Chatper 3: The Normal Chest X-ray: Reading Like the Pros

Normal chest X-ray anatomy diagram
Diagram illustrating normal chest X-ray anatomy with labeled structures.
Real chest radiograph with labels
Real chest radiograph corresponding to the anatomical diagram with labels.
Additional chest X-ray radiograph with labels
Additional chest X-ray radiograph showcasing labeled anatomical features.
Another chest X-ray radiograph with labels
Another chest X-ray radiograph highlighting labeled features.
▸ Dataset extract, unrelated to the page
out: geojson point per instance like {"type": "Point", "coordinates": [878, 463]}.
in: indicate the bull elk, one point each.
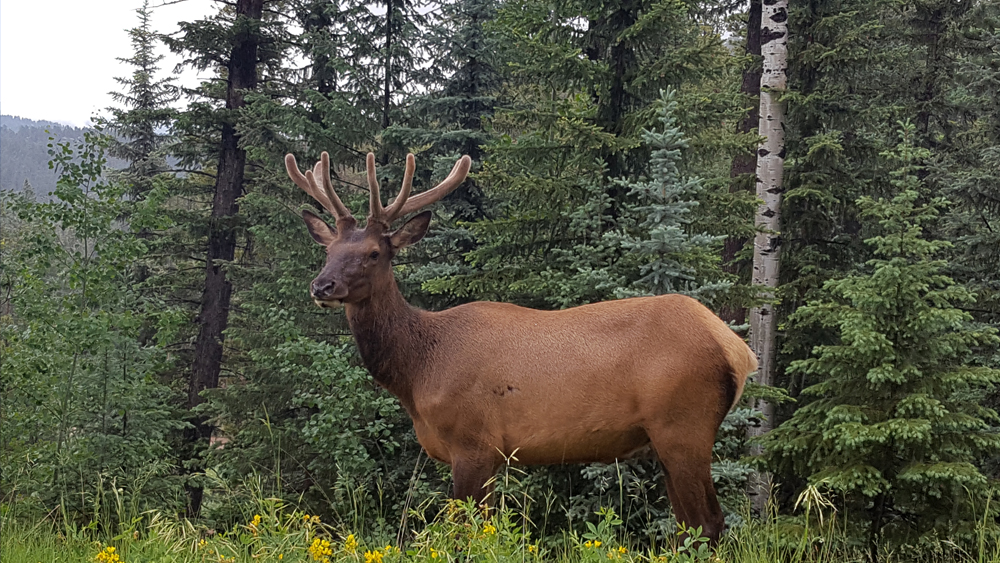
{"type": "Point", "coordinates": [484, 380]}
Differentiating Alveolar and Interstitial Changes

Understanding the distinction between alveolar (often referred to as radiolucent under normal conditions but appearing radiodense when filled with fluid or exudate) and interstitial (commonly described as radiodense when thickened) lung changes is essential in interpreting chest imaging findings and guiding clinical management. Alveolar and interstitial patterns manifest differently on radiographs or computed tomography (CT) scans and are associated with distinct pathological processes, most notably alveolar pneumonia vs. interstitial pneumonia or alveolar consolidation vs. interstitial thickening.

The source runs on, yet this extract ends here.